Content-Type: "application/json"
# Events to alert on
events:
- block # Any blocked request
- high_severity # High severity detections
- critical # Critical threats
- pii_detected # PII found
- jailbreak # Jailbreak attempts
- rate_limit_exceeded
# Alert rate limiting
rate_limit_per_minute: 60
# Include request details (may contain sensitive data)
include_request_details: false
# Retry failed alerts
retry:
max_retries: 3
initial_backoff_ms: 1000
max_backoff_ms: 30000
Alert Destinations¶
Slack¶
- type: slack
webhook_url: "https://hooks.slack.com/services/..."
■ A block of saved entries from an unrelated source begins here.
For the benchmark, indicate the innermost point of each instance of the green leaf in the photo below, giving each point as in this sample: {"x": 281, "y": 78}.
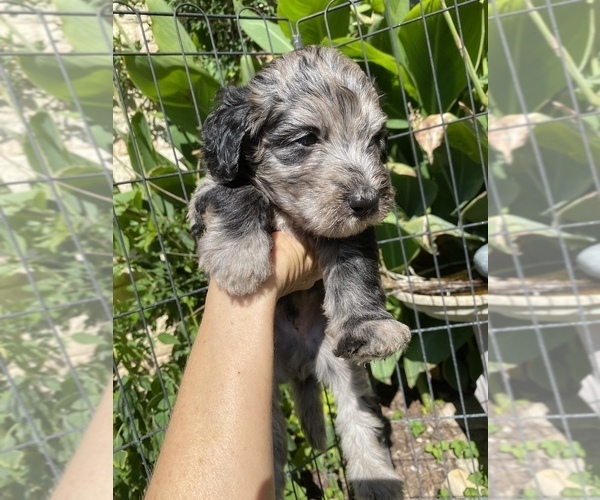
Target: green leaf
{"x": 412, "y": 370}
{"x": 48, "y": 151}
{"x": 85, "y": 33}
{"x": 171, "y": 184}
{"x": 457, "y": 375}
{"x": 534, "y": 74}
{"x": 515, "y": 347}
{"x": 463, "y": 136}
{"x": 395, "y": 245}
{"x": 443, "y": 70}
{"x": 383, "y": 369}
{"x": 266, "y": 34}
{"x": 88, "y": 339}
{"x": 181, "y": 89}
{"x": 387, "y": 40}
{"x": 140, "y": 148}
{"x": 359, "y": 49}
{"x": 514, "y": 227}
{"x": 434, "y": 345}
{"x": 583, "y": 209}
{"x": 330, "y": 24}
{"x": 168, "y": 31}
{"x": 429, "y": 227}
{"x": 247, "y": 69}
{"x": 477, "y": 209}
{"x": 90, "y": 77}
{"x": 408, "y": 189}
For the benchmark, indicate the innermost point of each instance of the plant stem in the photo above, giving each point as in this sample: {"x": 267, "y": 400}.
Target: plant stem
{"x": 560, "y": 51}
{"x": 465, "y": 55}
{"x": 423, "y": 389}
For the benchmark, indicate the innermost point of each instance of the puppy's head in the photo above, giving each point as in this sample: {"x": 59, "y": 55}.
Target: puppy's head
{"x": 308, "y": 131}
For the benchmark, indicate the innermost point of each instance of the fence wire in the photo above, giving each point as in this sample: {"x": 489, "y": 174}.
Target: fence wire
{"x": 532, "y": 434}
{"x": 55, "y": 189}
{"x": 224, "y": 43}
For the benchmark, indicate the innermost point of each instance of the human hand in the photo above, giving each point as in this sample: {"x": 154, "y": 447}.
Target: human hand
{"x": 295, "y": 266}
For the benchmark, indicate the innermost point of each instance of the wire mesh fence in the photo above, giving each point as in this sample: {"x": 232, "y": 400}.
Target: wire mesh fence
{"x": 56, "y": 190}
{"x": 169, "y": 62}
{"x": 430, "y": 62}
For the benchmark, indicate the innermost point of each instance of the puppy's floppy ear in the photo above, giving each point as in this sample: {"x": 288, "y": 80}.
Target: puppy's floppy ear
{"x": 223, "y": 133}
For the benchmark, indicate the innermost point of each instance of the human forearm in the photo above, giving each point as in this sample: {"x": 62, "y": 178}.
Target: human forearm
{"x": 221, "y": 423}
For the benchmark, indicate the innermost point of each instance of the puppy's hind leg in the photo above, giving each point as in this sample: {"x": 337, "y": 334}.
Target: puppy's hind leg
{"x": 307, "y": 399}
{"x": 361, "y": 428}
{"x": 279, "y": 442}
{"x": 355, "y": 302}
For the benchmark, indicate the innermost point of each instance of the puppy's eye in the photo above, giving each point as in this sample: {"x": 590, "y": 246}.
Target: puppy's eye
{"x": 307, "y": 140}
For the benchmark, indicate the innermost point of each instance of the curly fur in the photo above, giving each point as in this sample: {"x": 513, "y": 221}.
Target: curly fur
{"x": 301, "y": 149}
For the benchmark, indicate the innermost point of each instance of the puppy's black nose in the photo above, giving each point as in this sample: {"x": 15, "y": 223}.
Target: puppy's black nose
{"x": 363, "y": 202}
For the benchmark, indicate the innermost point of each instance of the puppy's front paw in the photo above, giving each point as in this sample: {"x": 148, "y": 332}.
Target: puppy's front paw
{"x": 238, "y": 268}
{"x": 372, "y": 339}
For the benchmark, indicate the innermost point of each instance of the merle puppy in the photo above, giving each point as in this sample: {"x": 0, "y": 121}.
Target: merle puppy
{"x": 301, "y": 149}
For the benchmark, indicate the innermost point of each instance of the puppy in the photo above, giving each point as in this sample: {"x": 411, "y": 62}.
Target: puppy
{"x": 302, "y": 149}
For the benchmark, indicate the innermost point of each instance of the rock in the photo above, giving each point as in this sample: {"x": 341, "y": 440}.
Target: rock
{"x": 480, "y": 260}
{"x": 588, "y": 261}
{"x": 468, "y": 465}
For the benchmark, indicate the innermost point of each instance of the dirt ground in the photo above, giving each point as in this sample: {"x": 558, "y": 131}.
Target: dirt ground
{"x": 423, "y": 474}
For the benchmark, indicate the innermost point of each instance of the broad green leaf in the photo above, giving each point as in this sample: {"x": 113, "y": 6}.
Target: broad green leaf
{"x": 85, "y": 33}
{"x": 441, "y": 71}
{"x": 179, "y": 91}
{"x": 383, "y": 369}
{"x": 433, "y": 345}
{"x": 428, "y": 227}
{"x": 459, "y": 179}
{"x": 85, "y": 180}
{"x": 266, "y": 34}
{"x": 88, "y": 339}
{"x": 140, "y": 148}
{"x": 514, "y": 347}
{"x": 47, "y": 152}
{"x": 534, "y": 73}
{"x": 359, "y": 50}
{"x": 408, "y": 189}
{"x": 247, "y": 69}
{"x": 168, "y": 339}
{"x": 171, "y": 184}
{"x": 386, "y": 36}
{"x": 168, "y": 31}
{"x": 464, "y": 137}
{"x": 397, "y": 248}
{"x": 90, "y": 77}
{"x": 330, "y": 24}
{"x": 506, "y": 227}
{"x": 412, "y": 369}
{"x": 583, "y": 209}
{"x": 566, "y": 138}
{"x": 477, "y": 209}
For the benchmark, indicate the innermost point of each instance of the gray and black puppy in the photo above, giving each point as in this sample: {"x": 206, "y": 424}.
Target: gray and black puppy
{"x": 301, "y": 149}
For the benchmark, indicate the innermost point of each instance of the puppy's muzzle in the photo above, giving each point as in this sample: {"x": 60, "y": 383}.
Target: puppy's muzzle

channel: "#security-alerts" # Optional override
username: "OxideShield™" # Optional
icon_emoji: ":shield:" # Optional
Alert format:
🚨 Security Alert
━━━━━━━━━━━━━━━━━
Guard: pattern
Action: Block
Severity: high
Request ID: req-abc123
━━━━━━━━━━━━━━━━━
Reason: Prompt injection detected
Discord¶
Uses Discord embeds with color-coded severity: - Critical: Red (#FF0000) - High: Orange (#FF8C00) - Medium: Gold (#FFD700) - Low: Turquoise (#00CED1)
Generic Webhook¶
- type: webhook
url: "https://your-endpoint.com/alerts"
method: POST
headers:
Authorization: "Bearer ${TOKEN}"
Content-Type: "application/json"
Payload:
{
"timestamp": "2024-01-15T10:30:00Z",
"request_id": "req-abc123",
"guard": "pattern",
"action": "Block",
"reason": "Prompt injection detected",
"severity": "high",
"channel": "discord",
"user_id": "user_123"
}
Alert Events¶
| Event | Triggered When |
|---|---|
block |
Any request blocked |
high_severity |
High severity detection |
critical |
Critical severity detection |
pii_detected |
PII found in request/response |
jailbreak |
Jailbreak attempt detected |
rate_limit_exceeded |
Client hit rate limit |
user_blocked |
User automatically blocked |
all |
All events (for debugging) |
User Tracking¶
Track suspicious users and automatically block repeat offenders.
Configuration¶
tracking:
enabled: true
# Strikes before automatic block
max_strikes: 3
# Time window for counting strikes (seconds)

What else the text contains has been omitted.